Speziell die Neigung der Rückenlehne war etwas steil. Es gibt eine Reihe von Liegerädern mit steilen Lehnen, aber diese haben dann meist auch ein niedriges Tretlager. Ich wollte hingegen ein eher hohes Tretlager erreichen, vor allem wegen der dadurch möglichen geringeren Bauhöhe.

Ein Problem was mir aber erst beim Fahren bzw. aus Kommentaren im Liegerdaforum bewußt wurde, war das des recumbent but. Dieser entsteht wohl gerade durch die Kombination aus hohem Tretlager und steiler Rücklehne. Genaueres konnte oder wollte mir im Forum aber niemand sagen und so suchte ich Vorbilder bei anderen Bikes.

Hier fiel mir dann auch auf, daß Liegeräder mit großer Überhöhung eine eher flache Lehnenneigung haben. Also beschloß ich, das Liegerad zumzubauen und darüber verging erst einmal der Winter. Im Frühjahr und Sommer hatte viel mit Segelbooten zu tun und so hat es wirklich bis Anfang September gedauert, ehe ich weitermachen
konnte.

Und heute nun der erste Klebeschritt, beim Steppenwind muß ich ja auch noch den Rahmen verlängern, wenn ich die Lehnenneigung verändern will.

Also vorwärts.

der neue ist da

endlich ist er da, mein neuer ssp-mtb-Rahmen. Nachdem ich mit meinem il.pompino schon sehr zufrieden bin, wollte ich unbedingt einen MTB-singlespeed von on-one. on-one macht gerade einen modellwechsel wodurch die alten inbred mit horizontalen ausfallern nicht mehr zu haben sind. Die Neuen haben jetzt zwar eine scheibenbremsaufnahme, aber sowas wollte ich ja garnicht. Da kam es gut, daß ich noch einen clearence-sail Rahmen bekommen habe, der war auch noch etwas günstiger als der originalpreis, wodurch die versandkosten sozusagen nicht angefallen sind. thanks for delivering.

Der rahmen ist ähnlich lang wie der vom kona aber hier ist das steuerrohr etwas kürzer, so daß ich die noleen-proflex gabel einbauen kann. Habe ich gestern natürlich gleich noch gemacht und auch noch ein hinterrad und ein vorderrad gefunden, so daß ich erstmal alles so ein bischen wie ein bike zusammenbasteln konnte.

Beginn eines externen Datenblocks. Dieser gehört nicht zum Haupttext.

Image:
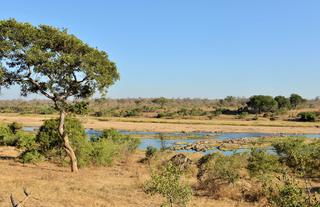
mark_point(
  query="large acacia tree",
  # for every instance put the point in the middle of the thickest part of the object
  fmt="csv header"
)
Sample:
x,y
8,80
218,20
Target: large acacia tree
x,y
50,61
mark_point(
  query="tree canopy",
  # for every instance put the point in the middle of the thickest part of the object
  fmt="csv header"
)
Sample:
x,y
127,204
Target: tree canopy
x,y
47,60
50,61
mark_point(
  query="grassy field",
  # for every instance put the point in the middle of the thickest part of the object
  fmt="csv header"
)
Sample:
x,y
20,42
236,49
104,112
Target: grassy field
x,y
119,185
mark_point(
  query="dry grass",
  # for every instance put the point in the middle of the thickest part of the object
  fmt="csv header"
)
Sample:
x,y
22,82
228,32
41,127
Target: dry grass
x,y
119,185
174,125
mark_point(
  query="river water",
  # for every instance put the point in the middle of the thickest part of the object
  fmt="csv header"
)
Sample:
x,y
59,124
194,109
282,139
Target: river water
x,y
152,138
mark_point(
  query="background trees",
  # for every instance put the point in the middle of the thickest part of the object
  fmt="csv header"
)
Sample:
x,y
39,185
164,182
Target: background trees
x,y
260,103
49,61
296,100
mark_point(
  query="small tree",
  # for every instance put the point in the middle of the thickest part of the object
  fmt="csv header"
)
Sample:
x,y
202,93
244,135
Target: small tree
x,y
54,63
167,183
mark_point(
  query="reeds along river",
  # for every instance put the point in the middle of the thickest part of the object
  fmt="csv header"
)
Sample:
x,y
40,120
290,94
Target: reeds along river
x,y
171,139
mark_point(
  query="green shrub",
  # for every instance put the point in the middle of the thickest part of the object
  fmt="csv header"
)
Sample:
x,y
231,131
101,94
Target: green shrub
x,y
301,157
150,152
26,141
15,127
243,115
125,141
167,184
217,169
32,157
307,116
51,145
286,194
103,152
261,163
7,137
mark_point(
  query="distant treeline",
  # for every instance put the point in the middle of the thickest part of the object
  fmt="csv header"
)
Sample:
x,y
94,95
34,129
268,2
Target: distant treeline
x,y
162,107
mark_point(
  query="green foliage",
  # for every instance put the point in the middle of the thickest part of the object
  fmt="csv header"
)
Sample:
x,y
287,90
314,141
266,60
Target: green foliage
x,y
67,66
218,112
260,104
15,127
26,141
283,102
243,115
97,151
286,194
126,141
80,107
167,183
50,144
6,136
261,163
150,152
161,101
296,100
103,152
302,158
217,169
307,116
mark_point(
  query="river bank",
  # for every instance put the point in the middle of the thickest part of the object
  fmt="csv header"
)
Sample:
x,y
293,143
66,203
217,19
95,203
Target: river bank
x,y
177,125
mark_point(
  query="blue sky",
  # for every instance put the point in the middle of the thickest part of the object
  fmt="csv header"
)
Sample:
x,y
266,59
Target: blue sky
x,y
185,48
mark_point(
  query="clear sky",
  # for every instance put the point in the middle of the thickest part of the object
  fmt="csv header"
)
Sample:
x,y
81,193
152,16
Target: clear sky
x,y
188,48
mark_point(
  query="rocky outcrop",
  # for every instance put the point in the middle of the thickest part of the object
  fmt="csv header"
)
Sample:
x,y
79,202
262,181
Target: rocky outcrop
x,y
181,161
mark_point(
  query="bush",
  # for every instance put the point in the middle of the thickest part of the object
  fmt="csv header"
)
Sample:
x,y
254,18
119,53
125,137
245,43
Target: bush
x,y
127,142
167,183
261,163
287,194
7,137
150,152
301,157
26,141
216,170
51,145
307,116
31,157
15,127
103,152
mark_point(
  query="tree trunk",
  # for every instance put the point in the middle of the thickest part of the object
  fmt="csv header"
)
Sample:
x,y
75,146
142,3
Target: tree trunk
x,y
66,143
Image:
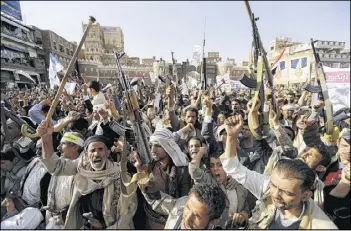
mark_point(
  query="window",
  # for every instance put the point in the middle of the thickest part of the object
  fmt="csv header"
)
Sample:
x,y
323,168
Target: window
x,y
336,65
345,65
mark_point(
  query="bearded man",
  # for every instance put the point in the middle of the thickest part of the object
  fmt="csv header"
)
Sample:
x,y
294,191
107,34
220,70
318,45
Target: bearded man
x,y
97,201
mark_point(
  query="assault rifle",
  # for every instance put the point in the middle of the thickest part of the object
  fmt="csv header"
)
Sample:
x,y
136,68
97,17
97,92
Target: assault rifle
x,y
131,101
261,67
328,106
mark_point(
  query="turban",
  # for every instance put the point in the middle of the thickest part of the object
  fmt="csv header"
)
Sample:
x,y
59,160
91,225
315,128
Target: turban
x,y
97,138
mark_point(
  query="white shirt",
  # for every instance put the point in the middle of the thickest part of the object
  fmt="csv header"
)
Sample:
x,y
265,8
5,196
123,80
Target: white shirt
x,y
63,191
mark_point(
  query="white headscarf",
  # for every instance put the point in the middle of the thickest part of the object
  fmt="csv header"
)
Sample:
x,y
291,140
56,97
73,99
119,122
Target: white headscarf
x,y
164,137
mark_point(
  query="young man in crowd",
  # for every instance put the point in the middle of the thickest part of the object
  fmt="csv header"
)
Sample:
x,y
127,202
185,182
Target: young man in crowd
x,y
284,197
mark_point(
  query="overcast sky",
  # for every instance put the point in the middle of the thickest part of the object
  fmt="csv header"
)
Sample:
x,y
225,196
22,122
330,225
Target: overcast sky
x,y
157,28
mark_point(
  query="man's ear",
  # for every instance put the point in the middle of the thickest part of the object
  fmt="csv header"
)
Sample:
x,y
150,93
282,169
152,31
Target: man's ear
x,y
321,168
306,196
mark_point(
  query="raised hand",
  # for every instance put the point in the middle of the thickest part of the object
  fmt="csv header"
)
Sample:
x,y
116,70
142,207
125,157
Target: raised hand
x,y
135,160
188,128
45,129
233,125
318,106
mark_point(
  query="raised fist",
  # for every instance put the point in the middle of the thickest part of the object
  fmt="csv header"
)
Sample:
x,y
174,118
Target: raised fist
x,y
233,125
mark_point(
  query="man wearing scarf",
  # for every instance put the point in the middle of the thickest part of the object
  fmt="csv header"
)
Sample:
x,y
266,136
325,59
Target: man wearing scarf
x,y
98,199
60,187
169,173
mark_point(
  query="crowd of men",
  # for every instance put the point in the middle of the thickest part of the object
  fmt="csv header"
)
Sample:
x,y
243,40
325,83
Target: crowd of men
x,y
208,169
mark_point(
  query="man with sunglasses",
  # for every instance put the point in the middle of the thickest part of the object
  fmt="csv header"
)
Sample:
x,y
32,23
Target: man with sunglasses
x,y
284,197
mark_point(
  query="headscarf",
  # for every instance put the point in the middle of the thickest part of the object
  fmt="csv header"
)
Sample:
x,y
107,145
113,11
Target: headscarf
x,y
164,137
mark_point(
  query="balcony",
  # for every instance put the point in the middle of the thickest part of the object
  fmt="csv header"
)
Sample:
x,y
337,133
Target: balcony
x,y
19,35
22,64
329,45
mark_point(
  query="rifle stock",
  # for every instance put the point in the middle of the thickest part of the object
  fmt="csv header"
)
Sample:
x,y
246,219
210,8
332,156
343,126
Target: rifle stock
x,y
131,99
328,105
259,59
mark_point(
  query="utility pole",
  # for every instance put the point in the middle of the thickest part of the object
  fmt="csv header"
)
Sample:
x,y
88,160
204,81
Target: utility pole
x,y
204,79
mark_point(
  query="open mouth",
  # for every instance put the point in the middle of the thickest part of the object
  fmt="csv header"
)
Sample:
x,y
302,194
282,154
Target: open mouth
x,y
218,177
185,226
97,161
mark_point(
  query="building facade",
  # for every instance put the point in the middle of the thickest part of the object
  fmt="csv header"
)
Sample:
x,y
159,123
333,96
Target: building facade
x,y
22,55
58,46
213,58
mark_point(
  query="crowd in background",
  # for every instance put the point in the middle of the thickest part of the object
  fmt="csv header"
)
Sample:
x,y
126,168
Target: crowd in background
x,y
211,167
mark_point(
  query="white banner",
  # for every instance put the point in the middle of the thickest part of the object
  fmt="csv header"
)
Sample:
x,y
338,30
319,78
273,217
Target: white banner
x,y
338,84
55,66
152,77
185,90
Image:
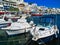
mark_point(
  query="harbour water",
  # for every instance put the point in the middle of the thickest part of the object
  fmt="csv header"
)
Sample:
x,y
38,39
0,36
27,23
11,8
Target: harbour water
x,y
24,39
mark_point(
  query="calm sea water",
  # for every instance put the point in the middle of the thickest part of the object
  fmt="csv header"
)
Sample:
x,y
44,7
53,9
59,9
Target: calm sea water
x,y
23,39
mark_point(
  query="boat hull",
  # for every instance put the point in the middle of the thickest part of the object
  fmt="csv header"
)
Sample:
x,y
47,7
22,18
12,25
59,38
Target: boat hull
x,y
3,25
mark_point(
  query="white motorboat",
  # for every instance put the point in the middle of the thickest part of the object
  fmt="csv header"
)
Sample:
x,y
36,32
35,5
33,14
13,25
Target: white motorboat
x,y
44,33
21,26
4,23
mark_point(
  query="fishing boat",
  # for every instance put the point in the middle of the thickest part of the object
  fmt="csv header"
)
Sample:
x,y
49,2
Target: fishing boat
x,y
19,27
44,32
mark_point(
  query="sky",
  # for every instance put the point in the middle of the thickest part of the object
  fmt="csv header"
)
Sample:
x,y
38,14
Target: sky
x,y
47,3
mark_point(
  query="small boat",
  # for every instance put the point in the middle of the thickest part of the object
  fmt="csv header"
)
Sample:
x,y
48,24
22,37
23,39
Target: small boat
x,y
4,23
44,33
21,26
36,14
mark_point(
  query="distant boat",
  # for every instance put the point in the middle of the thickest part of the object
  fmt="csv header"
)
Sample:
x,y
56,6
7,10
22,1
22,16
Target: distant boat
x,y
4,23
36,14
44,32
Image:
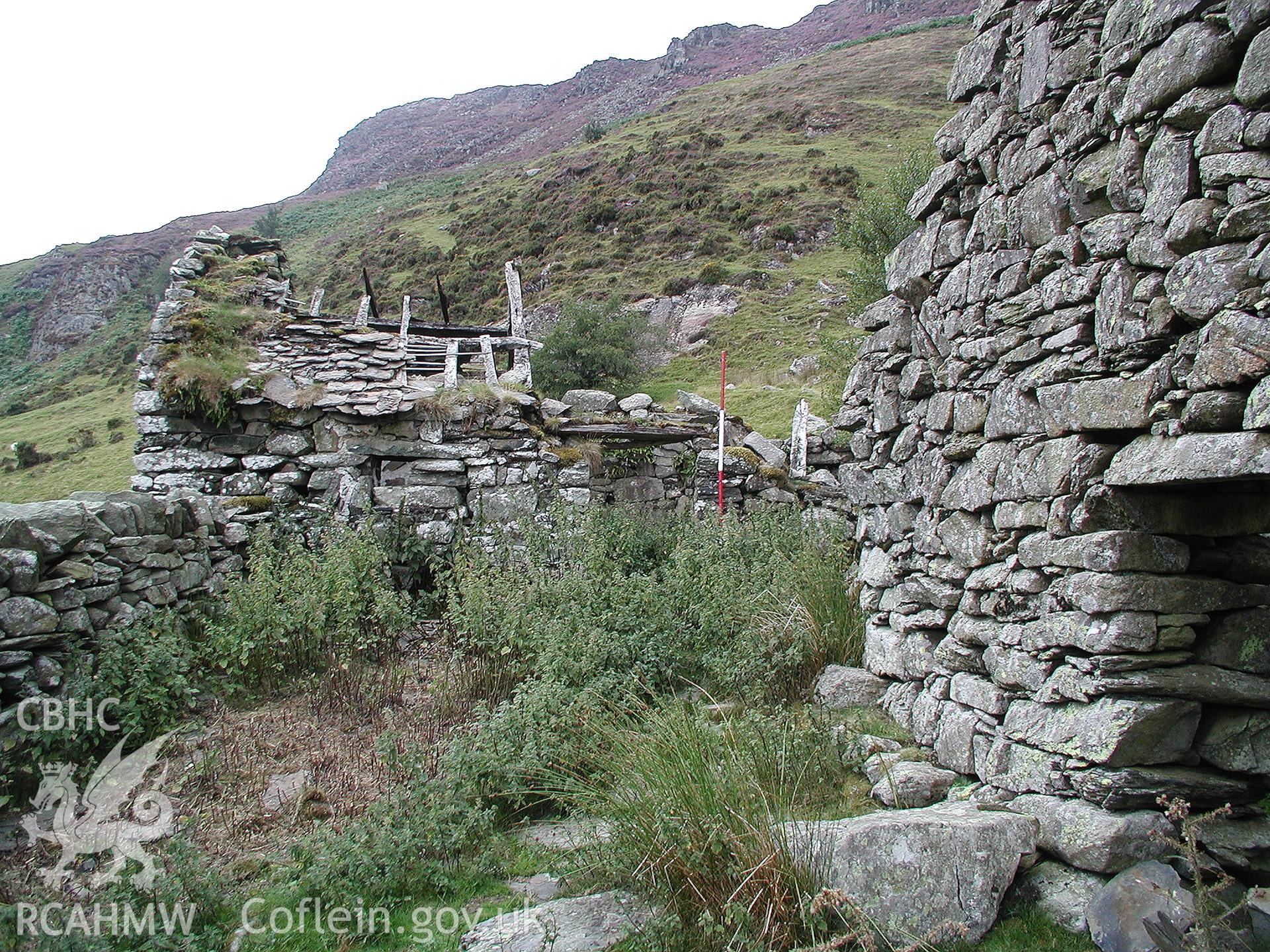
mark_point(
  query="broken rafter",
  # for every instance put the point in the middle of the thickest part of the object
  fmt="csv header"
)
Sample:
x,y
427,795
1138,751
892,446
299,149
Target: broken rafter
x,y
632,433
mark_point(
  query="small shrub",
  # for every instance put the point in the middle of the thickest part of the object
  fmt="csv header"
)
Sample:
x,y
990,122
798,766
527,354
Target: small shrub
x,y
270,223
879,222
28,456
425,840
714,274
146,666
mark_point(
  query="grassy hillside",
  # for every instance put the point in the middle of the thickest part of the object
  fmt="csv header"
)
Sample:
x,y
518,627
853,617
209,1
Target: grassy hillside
x,y
714,179
102,408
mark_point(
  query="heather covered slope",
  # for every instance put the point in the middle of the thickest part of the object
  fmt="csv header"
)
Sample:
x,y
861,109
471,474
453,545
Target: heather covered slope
x,y
718,177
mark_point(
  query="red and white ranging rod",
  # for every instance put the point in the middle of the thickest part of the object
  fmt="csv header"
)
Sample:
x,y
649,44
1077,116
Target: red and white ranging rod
x,y
723,397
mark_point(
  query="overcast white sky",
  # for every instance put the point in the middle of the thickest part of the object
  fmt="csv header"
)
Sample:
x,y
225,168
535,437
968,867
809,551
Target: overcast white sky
x,y
118,116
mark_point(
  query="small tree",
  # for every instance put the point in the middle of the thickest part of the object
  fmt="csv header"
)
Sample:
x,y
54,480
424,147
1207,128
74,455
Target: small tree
x,y
270,223
27,455
595,344
880,222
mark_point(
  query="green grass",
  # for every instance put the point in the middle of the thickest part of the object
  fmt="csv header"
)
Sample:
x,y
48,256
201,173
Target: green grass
x,y
677,200
106,466
1029,931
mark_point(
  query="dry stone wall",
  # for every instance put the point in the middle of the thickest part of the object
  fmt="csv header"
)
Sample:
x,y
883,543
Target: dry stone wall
x,y
73,568
1060,427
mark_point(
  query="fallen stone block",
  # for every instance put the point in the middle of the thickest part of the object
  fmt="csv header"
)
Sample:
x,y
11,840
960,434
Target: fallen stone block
x,y
1095,840
1117,913
1111,731
910,783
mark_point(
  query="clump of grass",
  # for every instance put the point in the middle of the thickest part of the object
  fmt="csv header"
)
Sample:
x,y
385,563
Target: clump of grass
x,y
695,816
201,383
775,474
746,455
568,456
252,504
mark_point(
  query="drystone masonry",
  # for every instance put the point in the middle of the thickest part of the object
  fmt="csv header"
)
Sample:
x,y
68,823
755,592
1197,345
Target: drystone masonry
x,y
1061,428
74,568
331,416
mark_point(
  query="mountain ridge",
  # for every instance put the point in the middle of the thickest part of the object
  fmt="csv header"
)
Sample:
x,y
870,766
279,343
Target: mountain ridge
x,y
512,124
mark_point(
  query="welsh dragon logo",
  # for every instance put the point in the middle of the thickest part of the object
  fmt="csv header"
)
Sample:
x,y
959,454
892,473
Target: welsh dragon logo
x,y
89,824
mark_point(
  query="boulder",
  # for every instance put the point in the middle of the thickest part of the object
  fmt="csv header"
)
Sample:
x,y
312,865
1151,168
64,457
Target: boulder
x,y
1203,282
1060,892
937,873
1091,838
1142,891
503,504
581,924
879,763
635,401
766,448
1194,55
840,687
911,783
1253,87
695,404
1236,739
19,569
589,401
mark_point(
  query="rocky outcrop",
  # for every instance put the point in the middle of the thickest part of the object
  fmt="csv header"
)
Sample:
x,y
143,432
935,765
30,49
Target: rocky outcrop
x,y
77,567
579,924
930,875
520,122
332,414
1058,442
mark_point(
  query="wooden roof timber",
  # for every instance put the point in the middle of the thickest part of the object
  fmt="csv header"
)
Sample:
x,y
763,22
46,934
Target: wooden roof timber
x,y
632,432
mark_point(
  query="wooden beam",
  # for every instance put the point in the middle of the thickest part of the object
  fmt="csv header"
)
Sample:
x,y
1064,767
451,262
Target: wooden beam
x,y
370,294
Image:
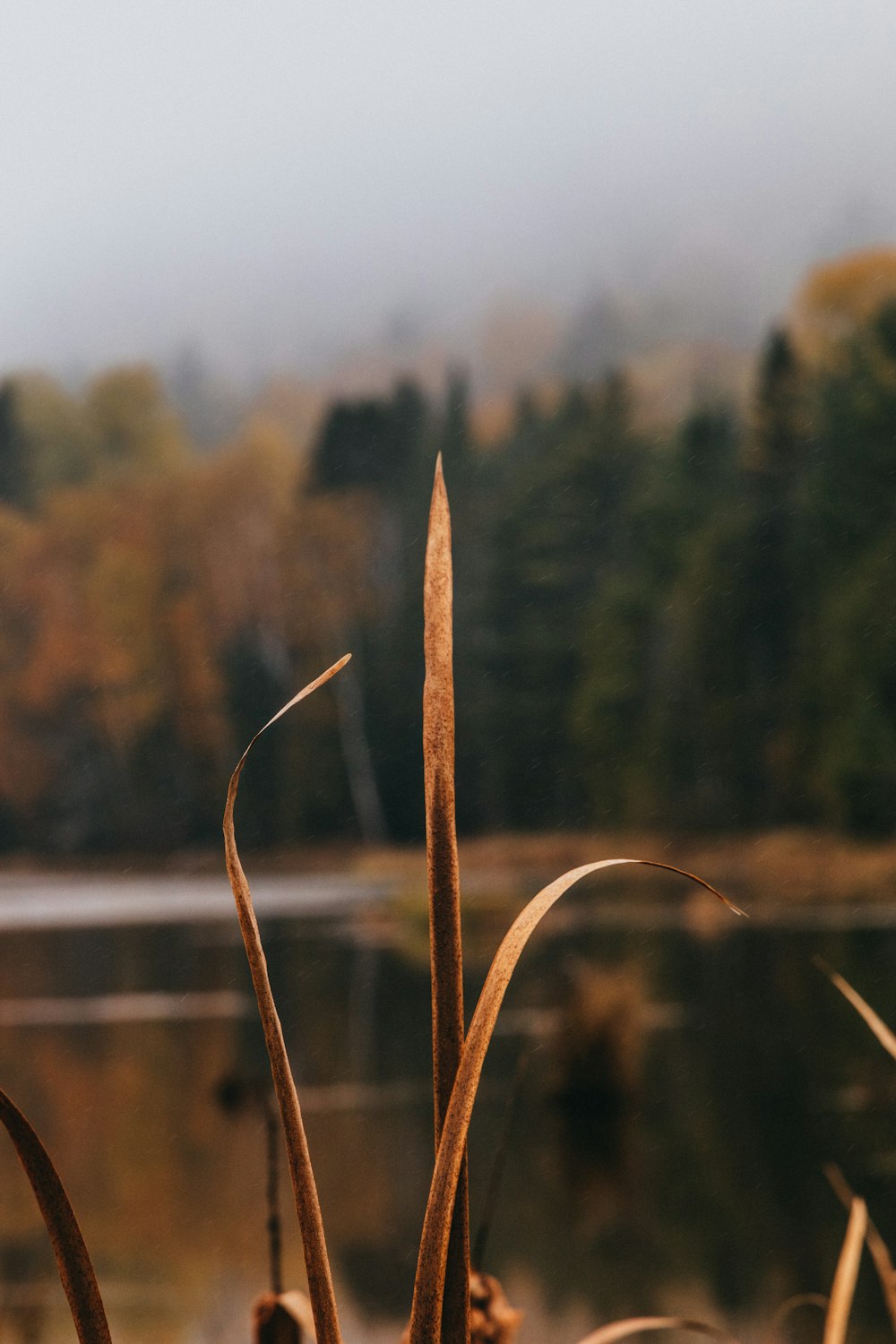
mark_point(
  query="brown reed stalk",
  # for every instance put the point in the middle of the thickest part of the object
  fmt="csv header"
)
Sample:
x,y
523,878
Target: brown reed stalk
x,y
446,965
320,1279
73,1260
429,1284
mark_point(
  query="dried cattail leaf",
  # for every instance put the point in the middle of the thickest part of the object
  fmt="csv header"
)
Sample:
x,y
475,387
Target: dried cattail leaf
x,y
320,1279
430,1268
845,1276
876,1245
73,1260
492,1317
876,1024
788,1306
444,882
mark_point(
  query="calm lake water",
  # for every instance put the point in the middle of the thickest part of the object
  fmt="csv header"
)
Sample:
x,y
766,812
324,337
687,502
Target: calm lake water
x,y
685,1080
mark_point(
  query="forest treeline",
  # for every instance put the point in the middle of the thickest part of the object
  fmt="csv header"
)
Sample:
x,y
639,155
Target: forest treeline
x,y
692,628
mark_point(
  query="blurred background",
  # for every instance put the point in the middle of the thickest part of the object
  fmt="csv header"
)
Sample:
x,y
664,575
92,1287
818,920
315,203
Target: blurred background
x,y
632,271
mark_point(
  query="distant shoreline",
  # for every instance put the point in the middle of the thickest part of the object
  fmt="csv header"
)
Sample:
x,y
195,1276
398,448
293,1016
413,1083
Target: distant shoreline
x,y
763,867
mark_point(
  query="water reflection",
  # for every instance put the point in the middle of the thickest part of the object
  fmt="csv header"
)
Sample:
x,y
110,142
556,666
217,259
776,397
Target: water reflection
x,y
681,1096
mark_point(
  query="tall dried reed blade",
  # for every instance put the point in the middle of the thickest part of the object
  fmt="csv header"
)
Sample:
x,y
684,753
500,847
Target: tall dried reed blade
x,y
429,1281
444,881
879,1027
876,1245
73,1261
845,1276
638,1324
320,1281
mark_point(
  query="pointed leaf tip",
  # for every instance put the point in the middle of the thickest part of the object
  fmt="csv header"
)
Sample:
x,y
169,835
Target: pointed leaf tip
x,y
73,1260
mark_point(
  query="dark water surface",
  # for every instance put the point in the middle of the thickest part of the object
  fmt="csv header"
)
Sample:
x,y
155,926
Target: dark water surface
x,y
686,1081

Jetzt fehlen mir natürlich noch ein paar teile, vor allem vernünftige kurbeln, am liebsten 180mm lang, damit ich ordentlich druck machen kann. Wer welche hat, kann sie mir ja einfach anbieten.

Ein Reisepartner

Vielleicht noch was anderes in eigener Sache. Ich will diesen Winter eventuell nach down under fahren und dort etwas auf meinem Liegerad durch die Gegend zuckeln. Alleine fahren ist zwar auch ganz lustig, aber mit Partner könnte es eine neue Qualität geben. Allerdings sollte Dir auch das Fahren am Herzen liegen und nicht das schlafen. Ich liebe es, lange auf dem Bike zusitzen und die Menge an überrollten Wegen immer wieter zu steigern.

Mit The Brave im Roten Luch


Heute unternahm ich eine Tour von Fürstenwalde durchs Rote Luch und Waldsieversdorf, weiter nach Tiefensee und Eberswalde am Mischfutterwerk in Richtung Heimat.

Von einer Dienstreise nach Fürstenwald beschloß ich den Weg nicht mit dem Zug sondern mit dem Bike zurückzulegen. Ich wandte mich nach Norden auf der B168, dann weiter Richtung Hoppegarten. Vor dem Roten Luch komme ich in sehr tiefen Sand, dann folgen noch ca. 2 km offroad sehr langsam um die ehemalige NVA-Kaserne des Nachrichtenregiment 14 herum. An der Ostbahn treffe ich einen Triebwagen Reihe 624 in Richtung Kostrzyn. Ab Kreisel hinter Waldsieversdorf sehe ich einen anderen Biker vor mir und folge ihm bis Heckelberg, erreiche ihn aber nicht. Dadurch bin ich aber sehr schnell unterwegs und ab Eberswalde ziemlich platt. Für die gut 85 Kilometer habe ich übrigens gut 3h benötigt.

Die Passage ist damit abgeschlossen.